One local resident opined: “We’ve had huge developments happen here and the community has got nothing. We must fight back and not just accept what they give us. I’d like to see more affordable housing and a school or community centre. And the buildings cannot have a ‘rich door’ and a ‘poor door’.”
Biggs, mayor of Tower Hamlets, also criticised the mayor’s decision to exercise his powers and call the scheme in. “There is a complete lack of accountability. Boris does not have a planning committee, he doesn’t have to make site visits. We need a far greater transparency if we are going to have democracy when it comes to planning. The problem is a precedent will be set once we have a development that’s that high (over nine storeys) – all the developers will say they want to go that high too.”
There were also complaints over the lack of affordable housing, and of barely any space suitable to help the expansion of the area’s Tech City aspirations.
The developers said they opted to avoid the debate, as there would evidently be little chance of debating, saying in a statement: “It originally appeared that the organisers were genuine in wanting to create a debate where all parties could present their points of view.
“However, subsequent media and social media coverage promoting the event has indicated that it had become an anti-Goodsyard rally, to follow on from the demonstration that took place on Sunday.
“We remain very happy to meet with individual community groups as we have been doing over the last two years to explain the details of the scheme and answer any questions.

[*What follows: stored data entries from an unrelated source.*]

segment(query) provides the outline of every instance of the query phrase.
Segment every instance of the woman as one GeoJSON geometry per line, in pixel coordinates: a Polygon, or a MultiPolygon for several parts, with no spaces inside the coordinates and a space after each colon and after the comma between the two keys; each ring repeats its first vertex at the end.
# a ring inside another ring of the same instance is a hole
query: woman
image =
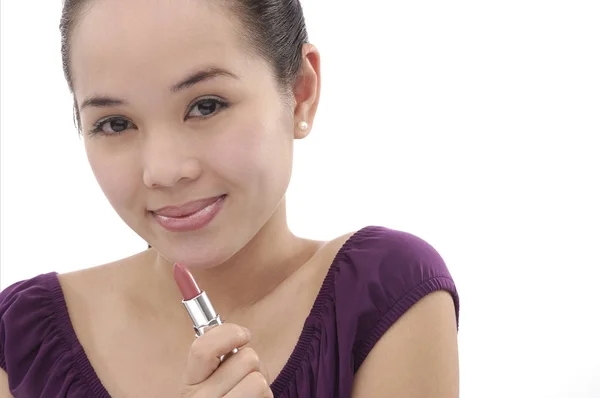
{"type": "Polygon", "coordinates": [[[321,79],[297,0],[67,0],[61,32],[89,162],[151,248],[5,289],[0,395],[458,397],[458,296],[435,249],[287,226],[321,79]],[[196,338],[174,264],[223,325],[196,338]]]}

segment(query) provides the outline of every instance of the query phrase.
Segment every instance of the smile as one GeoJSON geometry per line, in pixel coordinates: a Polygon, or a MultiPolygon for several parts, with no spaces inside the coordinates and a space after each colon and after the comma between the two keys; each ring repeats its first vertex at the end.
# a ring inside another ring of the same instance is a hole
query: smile
{"type": "Polygon", "coordinates": [[[189,202],[183,206],[167,206],[150,213],[156,222],[170,232],[187,232],[208,225],[223,207],[227,195],[189,202]]]}

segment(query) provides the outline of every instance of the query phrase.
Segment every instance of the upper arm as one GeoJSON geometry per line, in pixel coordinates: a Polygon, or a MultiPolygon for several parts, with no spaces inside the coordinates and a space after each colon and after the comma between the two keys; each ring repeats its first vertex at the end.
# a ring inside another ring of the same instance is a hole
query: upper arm
{"type": "Polygon", "coordinates": [[[379,339],[362,363],[352,398],[458,398],[455,307],[446,291],[428,294],[379,339]]]}
{"type": "Polygon", "coordinates": [[[0,397],[12,398],[8,389],[8,375],[2,368],[0,368],[0,397]]]}

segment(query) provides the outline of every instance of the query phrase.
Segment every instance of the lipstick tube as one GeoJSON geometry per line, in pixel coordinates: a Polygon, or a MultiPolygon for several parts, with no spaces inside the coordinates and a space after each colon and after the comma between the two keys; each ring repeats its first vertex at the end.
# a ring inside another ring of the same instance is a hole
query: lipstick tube
{"type": "MultiPolygon", "coordinates": [[[[203,291],[196,297],[190,300],[182,300],[181,302],[192,319],[196,337],[204,335],[207,331],[206,329],[210,327],[223,324],[221,317],[215,311],[206,292],[203,291]]],[[[236,352],[238,352],[238,349],[234,348],[230,353],[222,355],[220,358],[221,362],[236,352]]]]}

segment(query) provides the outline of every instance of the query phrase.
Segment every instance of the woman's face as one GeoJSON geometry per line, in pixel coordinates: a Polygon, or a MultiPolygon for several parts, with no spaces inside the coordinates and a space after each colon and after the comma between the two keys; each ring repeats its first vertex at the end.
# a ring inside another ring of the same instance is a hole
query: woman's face
{"type": "Polygon", "coordinates": [[[293,107],[236,24],[209,1],[96,0],[72,34],[74,93],[102,190],[136,233],[190,266],[247,244],[291,175],[293,107]],[[208,214],[175,217],[216,198],[208,214]]]}

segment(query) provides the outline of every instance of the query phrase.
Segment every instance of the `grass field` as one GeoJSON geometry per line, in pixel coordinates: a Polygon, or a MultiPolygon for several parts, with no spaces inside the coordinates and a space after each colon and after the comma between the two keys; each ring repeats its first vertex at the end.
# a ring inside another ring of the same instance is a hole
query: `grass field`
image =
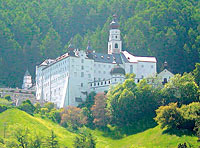
{"type": "MultiPolygon", "coordinates": [[[[48,135],[52,129],[58,136],[61,147],[68,146],[71,148],[73,139],[76,136],[76,134],[67,131],[65,128],[51,121],[33,117],[18,109],[10,109],[0,113],[0,137],[3,137],[3,125],[5,122],[7,123],[7,127],[19,123],[32,131],[41,133],[41,135],[48,135]]],[[[87,130],[96,138],[98,148],[177,148],[179,143],[184,142],[190,143],[194,148],[200,146],[195,136],[164,134],[159,126],[149,128],[134,135],[125,136],[121,139],[113,139],[110,136],[105,136],[105,133],[99,130],[87,130]]],[[[9,133],[7,133],[8,135],[9,133]]]]}

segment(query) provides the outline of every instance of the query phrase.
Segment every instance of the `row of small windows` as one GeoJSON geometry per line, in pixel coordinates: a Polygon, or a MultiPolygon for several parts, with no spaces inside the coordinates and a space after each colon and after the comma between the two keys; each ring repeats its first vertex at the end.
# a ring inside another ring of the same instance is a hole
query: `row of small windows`
{"type": "MultiPolygon", "coordinates": [[[[52,65],[51,67],[47,68],[47,69],[46,69],[46,72],[55,71],[57,68],[60,68],[61,66],[66,65],[66,63],[67,63],[66,60],[63,61],[63,62],[58,62],[58,63],[52,65]]],[[[65,69],[66,69],[66,67],[65,67],[65,69]]]]}
{"type": "MultiPolygon", "coordinates": [[[[96,73],[96,72],[97,72],[97,71],[94,70],[94,73],[96,73]]],[[[98,71],[97,73],[98,73],[98,74],[101,74],[101,71],[98,71]]],[[[102,73],[103,73],[103,74],[106,74],[106,71],[103,71],[102,73]]]]}
{"type": "Polygon", "coordinates": [[[99,67],[111,68],[111,65],[94,64],[94,66],[97,66],[98,68],[99,68],[99,67]]]}
{"type": "Polygon", "coordinates": [[[110,81],[102,81],[102,82],[95,82],[95,83],[91,83],[90,86],[100,86],[100,85],[106,85],[106,84],[110,84],[110,81]]]}

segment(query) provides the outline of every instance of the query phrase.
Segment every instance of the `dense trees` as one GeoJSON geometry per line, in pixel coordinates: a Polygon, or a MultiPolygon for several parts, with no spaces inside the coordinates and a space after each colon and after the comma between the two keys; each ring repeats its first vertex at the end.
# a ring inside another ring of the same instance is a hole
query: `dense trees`
{"type": "Polygon", "coordinates": [[[178,105],[199,101],[199,87],[192,74],[175,75],[162,89],[165,104],[178,102],[178,105]]]}
{"type": "Polygon", "coordinates": [[[0,86],[21,86],[27,68],[64,53],[74,37],[86,49],[107,51],[111,15],[117,13],[123,49],[156,56],[172,72],[191,71],[199,62],[199,6],[196,0],[32,0],[0,2],[0,86]],[[188,64],[189,63],[189,64],[188,64]]]}
{"type": "Polygon", "coordinates": [[[153,116],[156,107],[156,89],[146,80],[136,85],[133,79],[127,79],[108,93],[107,109],[117,125],[131,125],[144,116],[153,116]]]}
{"type": "Polygon", "coordinates": [[[189,105],[178,107],[177,103],[170,103],[167,106],[160,106],[156,110],[155,121],[161,128],[167,129],[188,129],[199,134],[199,113],[200,103],[193,102],[189,105]]]}

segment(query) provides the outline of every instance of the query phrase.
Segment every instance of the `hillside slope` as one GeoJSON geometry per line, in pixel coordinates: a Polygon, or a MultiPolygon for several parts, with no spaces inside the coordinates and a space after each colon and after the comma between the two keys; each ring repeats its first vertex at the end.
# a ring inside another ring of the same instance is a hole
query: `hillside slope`
{"type": "MultiPolygon", "coordinates": [[[[3,136],[3,124],[7,122],[8,126],[15,123],[27,126],[31,130],[48,135],[51,129],[58,136],[61,146],[72,147],[74,133],[67,131],[65,128],[50,121],[30,116],[29,114],[10,109],[0,114],[0,137],[3,136]]],[[[162,134],[162,130],[157,126],[144,132],[127,136],[125,138],[114,140],[103,136],[105,133],[98,130],[90,130],[97,139],[99,148],[129,148],[129,147],[146,147],[146,148],[176,148],[178,143],[189,142],[193,147],[198,147],[197,137],[162,134]]]]}

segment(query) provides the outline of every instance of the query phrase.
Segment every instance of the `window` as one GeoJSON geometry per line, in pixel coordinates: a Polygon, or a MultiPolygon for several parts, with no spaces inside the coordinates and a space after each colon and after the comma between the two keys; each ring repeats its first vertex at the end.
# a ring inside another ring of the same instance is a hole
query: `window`
{"type": "Polygon", "coordinates": [[[84,77],[84,72],[81,72],[81,77],[84,77]]]}
{"type": "Polygon", "coordinates": [[[81,83],[81,87],[83,87],[83,83],[81,83]]]}
{"type": "Polygon", "coordinates": [[[141,66],[142,68],[144,67],[144,65],[141,66]]]}
{"type": "Polygon", "coordinates": [[[81,70],[84,70],[84,66],[81,66],[81,70]]]}
{"type": "Polygon", "coordinates": [[[91,78],[91,74],[88,74],[88,78],[91,78]]]}
{"type": "Polygon", "coordinates": [[[115,48],[118,48],[118,44],[117,43],[115,43],[115,48]]]}
{"type": "Polygon", "coordinates": [[[115,38],[117,39],[117,35],[115,36],[115,38]]]}
{"type": "Polygon", "coordinates": [[[78,97],[75,98],[75,101],[76,102],[83,102],[82,98],[78,98],[78,97]]]}
{"type": "Polygon", "coordinates": [[[101,85],[103,85],[103,82],[101,82],[101,85]]]}
{"type": "Polygon", "coordinates": [[[153,68],[153,65],[151,65],[151,68],[153,68]]]}
{"type": "Polygon", "coordinates": [[[81,63],[84,63],[84,60],[83,60],[83,59],[81,59],[81,63]]]}

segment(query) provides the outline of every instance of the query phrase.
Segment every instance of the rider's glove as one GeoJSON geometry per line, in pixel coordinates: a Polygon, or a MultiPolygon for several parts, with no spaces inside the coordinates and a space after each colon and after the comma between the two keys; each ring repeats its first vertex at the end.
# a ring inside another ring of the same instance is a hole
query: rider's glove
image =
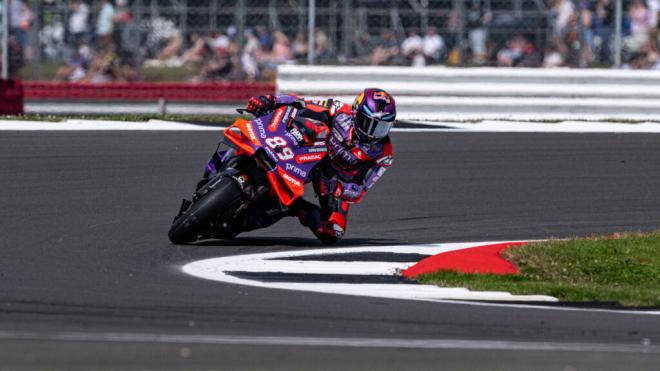
{"type": "Polygon", "coordinates": [[[362,185],[337,182],[337,186],[332,195],[347,202],[358,203],[362,200],[364,193],[364,186],[362,185]]]}
{"type": "Polygon", "coordinates": [[[337,180],[332,178],[319,177],[314,182],[314,190],[319,196],[328,196],[334,194],[337,189],[337,180]]]}
{"type": "Polygon", "coordinates": [[[246,109],[256,116],[263,116],[268,111],[274,110],[275,97],[272,95],[262,95],[260,97],[252,97],[248,100],[246,109]]]}

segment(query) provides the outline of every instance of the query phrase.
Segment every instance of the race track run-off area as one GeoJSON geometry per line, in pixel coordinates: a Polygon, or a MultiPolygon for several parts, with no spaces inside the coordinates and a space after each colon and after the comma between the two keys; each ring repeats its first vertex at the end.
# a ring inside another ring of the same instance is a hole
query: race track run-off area
{"type": "Polygon", "coordinates": [[[216,128],[50,128],[0,131],[2,366],[660,364],[653,313],[463,302],[465,290],[394,281],[466,241],[658,229],[660,135],[395,132],[394,166],[327,248],[293,218],[169,243],[216,128]]]}

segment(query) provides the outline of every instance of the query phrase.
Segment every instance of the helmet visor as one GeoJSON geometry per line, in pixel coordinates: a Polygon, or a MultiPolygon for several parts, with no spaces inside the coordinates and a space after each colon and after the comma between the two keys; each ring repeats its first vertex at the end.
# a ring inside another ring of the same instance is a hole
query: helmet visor
{"type": "Polygon", "coordinates": [[[390,129],[394,126],[394,121],[385,121],[377,118],[367,117],[358,112],[355,115],[356,127],[372,139],[383,139],[389,134],[390,129]]]}

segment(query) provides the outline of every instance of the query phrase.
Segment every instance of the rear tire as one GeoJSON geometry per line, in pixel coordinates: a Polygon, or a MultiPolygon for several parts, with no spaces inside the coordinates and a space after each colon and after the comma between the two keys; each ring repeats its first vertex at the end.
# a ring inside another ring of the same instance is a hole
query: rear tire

But we will on this occasion decline to take part in the event.”
Affordable housing remains a contentious point, with both boroughs having a 50% affordable housing target in their core strategies. The original 2014 planning application proposed just 10% of the 1,464 units be affordable housing, a proposal labelled “disappointing” by the mayor’s office. Moreover, 25% of the total proposed were to be studio apartments, and a further 29% were one bed units.
More recently, the developers complained that the boroughs’ consultants had still to review their affordability arguments, around which the volume of affordable homes will be negotiated.
LPA Perspective: Boris will have the last word on this one – unless we are then treated to a round of judicial reviews and challenges from disaffected parties.
But how did it come to this? A site that has stood empty for years, with an agreed planning brief, has seen developers play hard ball and come in with a proposal that appears designed to put noses out of joint.
It is hardly as if Hammerson paid over the odds for the site, as they bought it so long ago. Yet an argument suggesting somehow that a scheme will only be viable with 10% affordable housing beggars belief. We look forward to hearing more of the argument, in due course.
The other issue is one of governance. Part of mayor Johnson’s reasoning for taking over the decision process, is his assertion that the boroughs of Hackney and Tower Hamlets are falling short in their provision of new space for living and working. Perhaps the wishlists they present to developers are simply too long and idealistic, and that is driving away economic regneration activity. It could also account for why, after such a long time in gestation, the Goodsyard proposals from Hammerson appear to have hit bumps in the road – a case of damned, whichever way you turn.